A Flashback to Traditions of the Soviet Era: Russians Break the Law to Watch “Barbie”

By: Annmarie Machado

During the Cold War, the USSR Government operated much like “Big Brother” in Orwell’s dystopian novel, “1984.” Western books, movies, and music were prohibited so as not to corrupt the Soviet citizens’ minds with the appeal of capitalist propaganda. But with strict rules oftentimes comes rebellion. Brave rebels opened “video salons,” in which people gathered in rooms for private viewings of pirated films they would not otherwise be allowed to watch.

On February 24, 2022, the Russo-Ukraine War that began in 2014 escalated dramatically when Russia invaded Ukraine in what has become the largest armed conflict in Europe since World War II. This invasion has left tens of thousands Ukrainians dead and even more displaced and forced to flee.

Today, the Russo-Ukraine War persists, and Russians are once again excluded from Western film screening privileges. Shortly after the invasion of Ukraine, a Hollywood boycott commenced, forbidding Russia from showing Hollywood movies. The “Barbie” movie, for example, has become one of the highest-grossing movies of all time, quite literally taking over the world and coaxing large audiences to the movie theaters for the first time since the pandemic. Russia’s Ministry of Culture, however, refuses to license “Barbie” screenings because it “[does] not meet the goals and objectives set by the head of state to preserve and strengthen traditional Russian spiritual and moral values.” Instead, the Ministry would only provide financial support for “approved themes,” such as the heroism of Russian soldiers in the Russo-Ukraine War or the degradation of Europe.

Even so, Russians have once again found a workaround. Movie theaters all over Russia are openly screening illegal copies of “Barbie” right under the government’s nose. There are no advertisements and no posters about it. While a normal passerby would not know “Barbie” is playing, someone with intel would know to buy tickets for another film or documentary because “Barbie” will be playing in its entirety during the previews slot.

This Hollywood boycott is reflective of a much broader attempt by the West to tighten sanctions on Russia in the hopes that it will halt the income facilitating Russia’s invasion of Ukraine. Leaders of the Group of 7 (“G7”) nations, including Joe Biden, released a joint statement regarding the situation in Ukraine. They “stand together against Russia’s illegal, unjustifiable, and unprovoked war of aggression against Ukraine.” For this reason, Western governments have focused on limiting Russia’s revenue from energy exports. G7 met about a potential plan to sharply manipulate the price of oil. A leading oil producer and exporter, “Russia relies heavily on revenues from oil and natural gas, which in 2021 made up 45% of Russia’s federal budget.” Therefore, the aim of this oil price cap is to incentivize participation from countries buying Russian oil, notably India and China. In other words, it is a push and pull between reducing the funding behind Russia in this war while simultaneously limiting the suffering on global energy prices; a back-and-forth between “starving” Russia of goods, technology, and services while simultaneously qualifying the war’s impact on third world countries.

Movies and oil are not the only means to which G7 attempts to achieve these ends. G7 has also suggested they were going to ban imports of Russian gold and map Russia’s assets held by each member country in order to further isolate Russia financially and have Russia remain “immobilized until Russia pays for the damages it has cause to Ukraine.”
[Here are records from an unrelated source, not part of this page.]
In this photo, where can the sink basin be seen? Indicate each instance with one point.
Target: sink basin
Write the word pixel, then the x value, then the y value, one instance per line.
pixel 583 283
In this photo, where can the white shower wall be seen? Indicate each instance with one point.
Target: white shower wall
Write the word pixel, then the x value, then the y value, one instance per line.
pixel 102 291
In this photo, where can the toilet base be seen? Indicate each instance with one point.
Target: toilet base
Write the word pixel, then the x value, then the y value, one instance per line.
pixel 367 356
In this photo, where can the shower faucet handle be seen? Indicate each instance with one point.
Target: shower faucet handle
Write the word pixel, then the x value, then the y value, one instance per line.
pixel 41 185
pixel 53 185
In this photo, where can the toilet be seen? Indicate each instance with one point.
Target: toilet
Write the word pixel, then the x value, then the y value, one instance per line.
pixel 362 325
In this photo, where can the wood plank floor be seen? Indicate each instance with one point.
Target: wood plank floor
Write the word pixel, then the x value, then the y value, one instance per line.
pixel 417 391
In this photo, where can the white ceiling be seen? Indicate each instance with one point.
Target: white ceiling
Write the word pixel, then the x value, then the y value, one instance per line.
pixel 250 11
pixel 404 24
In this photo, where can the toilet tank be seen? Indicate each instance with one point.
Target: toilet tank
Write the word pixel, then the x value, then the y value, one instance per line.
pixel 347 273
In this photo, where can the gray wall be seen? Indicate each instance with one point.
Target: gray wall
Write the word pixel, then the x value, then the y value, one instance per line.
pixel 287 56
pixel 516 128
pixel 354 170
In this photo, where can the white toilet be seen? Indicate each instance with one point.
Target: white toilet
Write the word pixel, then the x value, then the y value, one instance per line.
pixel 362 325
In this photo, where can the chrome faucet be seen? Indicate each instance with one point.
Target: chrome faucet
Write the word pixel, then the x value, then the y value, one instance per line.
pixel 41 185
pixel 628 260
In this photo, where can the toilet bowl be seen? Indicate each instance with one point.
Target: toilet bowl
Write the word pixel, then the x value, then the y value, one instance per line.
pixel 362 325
Before the war, about 70% of the Russian film market consisted of movies produced in the United States. Last year, revenues dropped by 44%. The Russian films with “approved themes” do not seem to generate as much revenue as the Western films did. One Russian film, however, accomplished this feat, generating 990 million rubles (the equivalent of roughly $10 million) in ticket sales. It did so by playing full-length illegally copied movies like “Barbie” during its previews. “Barbie” is billed as a pre-show service to make it seem as if no money is being generated by Hollywood films, when in reality, sources suggest that it “may have grossed up to $200m in total in Russia.” Similarly, “[o]il revenue fell 23% in the first half of this year but Russia still earned $425 million a day from oil sales, according to the Kyiv School of Economics.” In fact, notwithstanding G7’s attempts, Russian crude oil supplies have actually increased by 50%.
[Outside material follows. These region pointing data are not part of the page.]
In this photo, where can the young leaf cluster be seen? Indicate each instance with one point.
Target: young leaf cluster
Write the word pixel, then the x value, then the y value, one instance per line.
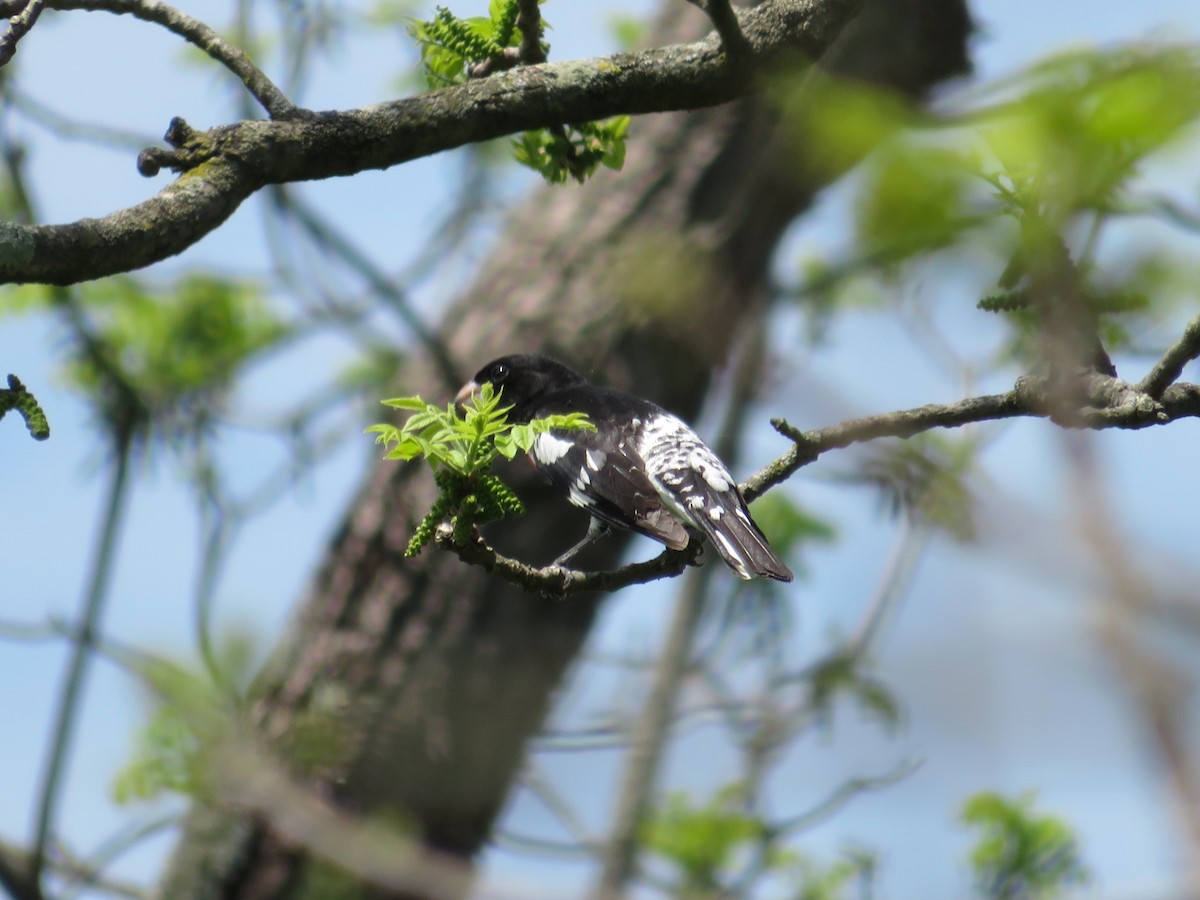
pixel 460 448
pixel 453 49
pixel 574 151
pixel 451 46
pixel 17 396
pixel 719 849
pixel 1020 853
The sanctions have thus far seemingly fallen short. The Russian ruble has recovered from early losses, oil revenue is still high, and Western movies are still being watched. Despite G7’s attempts to isolate Russia from the West, it continues to find a workaround, suggesting not only that the Russo-Ukraine War is all-encompassing, but also that Russia is not afraid to paint outside the lines. However, G7 has clearly committed to holding Russia accountable for its attacks on Ukraine, stating that “there must be no impunity for war crimes and other atrocities.” Who will win this face-off remains to be seen.